In John 17, Jesus prays to the Father on behalf of his disciples, but he also prays for those who will believe in him through their message. People like you and me. There are many important things in Jesus’ prayer for us, but in this closing section, he prays that we will be one, in him, just as he is in the Father. It’s a prayer for unity, but he doesn’t mean going to church together. He is talking about the essential unity of love that is shared between him, the Father, and the Holy Spirit. In the very nature of God—in His essential being—there is love. Love is the defining characteristic of God, and we see it actively displayed in the interaction between the members of the trinity. But it doesn’t stop there—it’s not just who he is, it’s what he wants for us too. We were created to join in that love, to become part of what Jesus and the Father share between them. Jesus came to make it possible for us to share in that love. We were created to be in Christ and in the Father.

Being “in” God is a confusing idea for people in our time, because we are individualists. We think of our hopes and dreams in terms of what we can achieve as individuals. We think of our identity as what we do for a living, or our accomplishments. The idea of an identity that is found in a membership is somewhat foreign to us, but it wasn’t in Jesus’ time. The people of his time, and within his culture, naturally identified with some group. Either their ethnic group, or their community, or their families. They were “in” or “of” those groups, and this is how they thought of themselves. This is also how they experienced love and acceptance. When Jesus prays that we would be in him, just as he is in the Father, he is praying for a new association for all who believe in him and receive eternal life. We not only become members of a family, we get everything that it means to be part of it. And that includes the endless, transforming love of God—the same love that is between Father, Son and Holy Spirit. We are drawn into that, and are changed by it increasingly.

The love we find in him is something we share with each other. This is the reason why Jesus says his followers are identified by their love for one another; the love we receive from him is part of who we are, as his children. It connects us not only to Jesus, but to others who follow him.
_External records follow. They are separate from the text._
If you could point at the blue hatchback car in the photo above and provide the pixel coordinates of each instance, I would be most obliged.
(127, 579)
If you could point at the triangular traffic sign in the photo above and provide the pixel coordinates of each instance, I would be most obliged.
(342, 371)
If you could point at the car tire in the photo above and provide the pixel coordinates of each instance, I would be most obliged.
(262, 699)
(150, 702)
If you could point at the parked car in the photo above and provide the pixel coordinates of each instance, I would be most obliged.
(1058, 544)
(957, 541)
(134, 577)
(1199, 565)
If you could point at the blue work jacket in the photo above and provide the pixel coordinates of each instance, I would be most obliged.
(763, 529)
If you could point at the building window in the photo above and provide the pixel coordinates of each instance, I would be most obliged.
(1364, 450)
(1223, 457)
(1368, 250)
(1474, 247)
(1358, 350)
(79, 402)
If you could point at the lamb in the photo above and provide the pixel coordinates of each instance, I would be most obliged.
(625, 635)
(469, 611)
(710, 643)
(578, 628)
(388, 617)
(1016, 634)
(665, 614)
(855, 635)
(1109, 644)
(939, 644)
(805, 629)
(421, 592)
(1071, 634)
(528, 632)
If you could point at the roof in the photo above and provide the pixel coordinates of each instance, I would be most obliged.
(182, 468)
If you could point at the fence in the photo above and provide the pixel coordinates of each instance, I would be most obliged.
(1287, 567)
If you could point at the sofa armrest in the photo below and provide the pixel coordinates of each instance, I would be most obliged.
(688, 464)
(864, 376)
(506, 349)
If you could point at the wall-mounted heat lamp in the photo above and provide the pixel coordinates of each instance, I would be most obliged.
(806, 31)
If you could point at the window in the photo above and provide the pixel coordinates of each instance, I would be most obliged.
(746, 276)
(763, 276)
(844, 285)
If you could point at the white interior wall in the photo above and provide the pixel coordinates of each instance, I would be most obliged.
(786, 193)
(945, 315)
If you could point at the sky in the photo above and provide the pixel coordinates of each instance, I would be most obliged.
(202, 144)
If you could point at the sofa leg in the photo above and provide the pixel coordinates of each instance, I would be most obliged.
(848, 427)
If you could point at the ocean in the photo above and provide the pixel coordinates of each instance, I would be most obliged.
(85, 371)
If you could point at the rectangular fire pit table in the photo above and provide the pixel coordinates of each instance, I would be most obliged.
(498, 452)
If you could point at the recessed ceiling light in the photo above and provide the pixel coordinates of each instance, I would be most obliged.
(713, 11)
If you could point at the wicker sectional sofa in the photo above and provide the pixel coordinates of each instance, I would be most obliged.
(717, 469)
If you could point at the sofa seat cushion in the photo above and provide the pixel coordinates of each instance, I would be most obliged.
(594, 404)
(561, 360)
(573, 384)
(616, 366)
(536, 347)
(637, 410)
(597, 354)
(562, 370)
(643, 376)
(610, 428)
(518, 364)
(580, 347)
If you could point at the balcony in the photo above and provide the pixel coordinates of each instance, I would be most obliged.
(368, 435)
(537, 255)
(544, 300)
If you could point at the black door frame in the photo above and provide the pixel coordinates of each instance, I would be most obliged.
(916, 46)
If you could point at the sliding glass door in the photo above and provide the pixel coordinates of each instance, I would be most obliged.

And that same love is what we offer to the world, to draw them into a relationship with Christ also. That’s what Jesus is praying about—that we would find our way to that love, and then show it to the world.

The world around us doesn’t have that kind of love. It offers superficial affection—some loyalty and compassion, but limited by what we get in return. God’s love isn’t just what he does, it’s who he is. His love is unconditional. As his followers, it must be who we are also. We get there by resting in him, by following Jesus and knowing him. We then offer that love from the overflow in our own lives. To find our way to it, though, we need to break free of distractions and stress. We must rest in the Lord, seek him and walk with him. We need to spend time with the people we care about. It’s hard, in the busyness of life.

You were made to share in his love. It was important enough for Jesus to come to earth and die for you, to draw you into the love he shares with the Father. Let’s share with the people in our lives, as we give thanks this coming week, and as we draw near to the celebration of the Lord’s birth.